Viktor Iline tire onze coups : il tue le conducteur et blesse les cosmonautes Andriyan Nikolaïev et Gueorgui Beregovoï (se trouvent également dans le véhicule Alexeï Leonov et la première femme cosmonaute Valentina Terechkova). Une autre balle atteint un motard de l’escorte.

Viktor Iline est arrêté sur le champ, il n’oppose aucune résistance. Mais son plan échoue : Leonid Brejnev est sain et sauf, l’information sur l’attentat est classée top secret (et n’est révélée que par la presse étrangère) et le procès au cours duquel il avait l’intention de prononcer un discours accusateur n’eut jamais lieu.

Plan B

Je questionne Viktor Ilien sur ses opinions politiques actuelles, mais il esquive la réponse et dit qu’il doit maintenant servir Dieu puisqu’il a tué un innocent. L’ancien lieutenant-colonel du KGB Igor Atamanenko, qui était chargé de l’affaire en 1969, se souvient qu’après avoir appris « au cours du premier interrogatoire qu’il avait tiré non sur Brejnev mais sur des cosmonautes, Iline eut une crise de nerfs ».

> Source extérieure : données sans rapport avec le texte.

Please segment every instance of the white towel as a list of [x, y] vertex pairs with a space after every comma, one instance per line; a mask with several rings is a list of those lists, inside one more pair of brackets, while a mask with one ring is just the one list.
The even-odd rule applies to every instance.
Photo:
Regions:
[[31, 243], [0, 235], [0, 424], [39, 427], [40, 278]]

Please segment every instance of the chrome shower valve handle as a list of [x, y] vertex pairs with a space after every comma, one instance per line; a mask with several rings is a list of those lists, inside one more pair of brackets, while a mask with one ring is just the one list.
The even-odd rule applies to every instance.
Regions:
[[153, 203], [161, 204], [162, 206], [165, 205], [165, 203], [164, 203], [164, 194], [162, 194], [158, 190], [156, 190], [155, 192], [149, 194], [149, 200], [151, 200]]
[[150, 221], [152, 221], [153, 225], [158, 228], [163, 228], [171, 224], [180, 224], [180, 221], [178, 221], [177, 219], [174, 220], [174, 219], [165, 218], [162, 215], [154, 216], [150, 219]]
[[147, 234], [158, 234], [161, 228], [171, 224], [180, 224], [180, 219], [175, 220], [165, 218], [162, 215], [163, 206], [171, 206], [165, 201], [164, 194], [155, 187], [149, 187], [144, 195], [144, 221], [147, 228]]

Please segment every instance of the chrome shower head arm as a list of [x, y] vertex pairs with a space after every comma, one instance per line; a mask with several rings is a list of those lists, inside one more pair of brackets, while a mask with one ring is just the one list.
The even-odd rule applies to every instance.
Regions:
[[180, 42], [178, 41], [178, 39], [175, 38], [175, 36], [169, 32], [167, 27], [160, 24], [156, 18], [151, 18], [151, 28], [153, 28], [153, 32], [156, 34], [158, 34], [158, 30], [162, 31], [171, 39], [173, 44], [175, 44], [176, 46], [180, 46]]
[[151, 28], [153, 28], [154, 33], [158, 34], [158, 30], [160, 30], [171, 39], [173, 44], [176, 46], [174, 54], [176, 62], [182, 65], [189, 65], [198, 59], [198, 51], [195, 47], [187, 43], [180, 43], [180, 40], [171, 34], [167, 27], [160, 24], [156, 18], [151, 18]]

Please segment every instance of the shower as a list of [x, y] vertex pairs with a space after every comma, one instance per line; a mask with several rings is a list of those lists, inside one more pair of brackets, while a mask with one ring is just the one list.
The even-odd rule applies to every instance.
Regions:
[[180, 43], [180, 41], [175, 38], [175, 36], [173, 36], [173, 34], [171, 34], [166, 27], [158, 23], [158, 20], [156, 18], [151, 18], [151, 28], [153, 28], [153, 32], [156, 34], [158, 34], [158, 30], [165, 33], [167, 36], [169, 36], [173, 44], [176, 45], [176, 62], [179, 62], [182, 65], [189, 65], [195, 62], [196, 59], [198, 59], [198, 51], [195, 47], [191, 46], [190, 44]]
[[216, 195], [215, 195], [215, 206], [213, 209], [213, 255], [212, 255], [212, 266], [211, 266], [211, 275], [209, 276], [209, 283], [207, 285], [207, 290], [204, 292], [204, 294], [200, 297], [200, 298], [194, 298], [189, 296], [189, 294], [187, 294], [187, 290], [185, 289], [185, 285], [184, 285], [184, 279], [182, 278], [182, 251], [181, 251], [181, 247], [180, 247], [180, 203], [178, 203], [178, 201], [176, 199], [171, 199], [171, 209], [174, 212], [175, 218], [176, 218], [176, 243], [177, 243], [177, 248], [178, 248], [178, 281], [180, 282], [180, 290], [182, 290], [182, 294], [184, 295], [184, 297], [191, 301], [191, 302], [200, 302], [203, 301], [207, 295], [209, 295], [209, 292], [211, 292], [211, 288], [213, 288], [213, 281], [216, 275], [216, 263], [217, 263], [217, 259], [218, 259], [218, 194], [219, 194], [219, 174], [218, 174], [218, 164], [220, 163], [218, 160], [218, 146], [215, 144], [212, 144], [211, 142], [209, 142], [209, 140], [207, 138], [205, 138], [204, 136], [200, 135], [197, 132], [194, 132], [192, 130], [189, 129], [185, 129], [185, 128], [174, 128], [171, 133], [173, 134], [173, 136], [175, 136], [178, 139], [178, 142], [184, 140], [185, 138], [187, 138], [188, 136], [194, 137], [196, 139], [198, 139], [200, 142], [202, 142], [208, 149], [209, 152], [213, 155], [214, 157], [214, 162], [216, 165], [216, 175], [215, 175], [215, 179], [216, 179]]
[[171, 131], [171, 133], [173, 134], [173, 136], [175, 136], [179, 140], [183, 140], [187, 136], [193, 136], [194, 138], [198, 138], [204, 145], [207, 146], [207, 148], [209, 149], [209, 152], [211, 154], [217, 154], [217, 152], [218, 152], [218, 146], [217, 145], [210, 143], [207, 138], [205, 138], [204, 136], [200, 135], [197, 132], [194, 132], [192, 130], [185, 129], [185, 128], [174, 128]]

Crédit : Lev RomanovCrédit : Lev Romanov

« Je vis une tout autre vie, souligne Viktor Iline. Quand Khazar mourra, je rendrai l’appartement à l’État et j’irai dans une maison de retraite. Il n’a plus aucun parent. L’unique voisine avec qui il était lié d’amitié est décédée il y a un an. « Vous avez besoin d’aide ? », lui demandais-je. « Je souhaite depuis longtemps publier mes vers, mais personne n’en veut. Vous vous en chargez ? ». Mais au dernier moment il refuse de me donner ses poésies : « Non, pas maintenant. Je préfère l’été, après la fête de la sainte Trinité. Je dois m’y préparer ».